Smallholder farmers have an important role to play in the prevention of climate change by reducing net greenhouse gas (GHG) emissions. However, they are not benefitting from international financial mechanisms established as a result of the United Nations Framework Convention on Climate Change (UNFCCC). This paper examines finance and risk-related obstacles hindering smallholders from participating in current carbon finance mechanisms. It suggests a framework for identifying how to prioritise and aggregate smallholders to achieve mitigation goals.The report present ways of supporting smallholder production through incentive financing, risk mitigation and engaging farmers in greenhouse gas mitigation. This includes an overview of financing production in smallholder systems, a gap analysis of smallholder needs versus requirements for mitigation activities and information on identifying and incentivising smallholders to participate in greenhouse gas mitigation.The paper includes the following recommendations for a variety of key stakeholders.

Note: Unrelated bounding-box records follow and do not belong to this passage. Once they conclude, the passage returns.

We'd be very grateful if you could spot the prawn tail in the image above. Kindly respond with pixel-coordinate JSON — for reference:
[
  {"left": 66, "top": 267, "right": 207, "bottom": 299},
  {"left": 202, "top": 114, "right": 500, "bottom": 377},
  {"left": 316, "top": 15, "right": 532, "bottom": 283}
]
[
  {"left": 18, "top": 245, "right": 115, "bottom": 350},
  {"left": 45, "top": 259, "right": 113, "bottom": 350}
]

Government agencies in developing countries: incorporate climate change mitigation and adaptation into economic development plans by using the emerging carbon finance mechanisms; explore potential public private partnerships; create, amend, implement and enforce legislature to address issues such as standardisation, capacity building and more efficient smallholder-friendly bureaucracy.
Private finance institutions: work with governments to develop and implement GHG mitigation activities.
Multilateral agencies, research agencies, donors and not-for-profit entities: integrate mitigation into all activities; increase efforts to engage private sector actors to assess and disclose GHG impacts; cooperate with other stakeholders to ensure consistent agricultural extension services and advice.
Carbon finance and policy makers: design and implement mitigation incentives focused on the long-term viability and requirements of smallholders.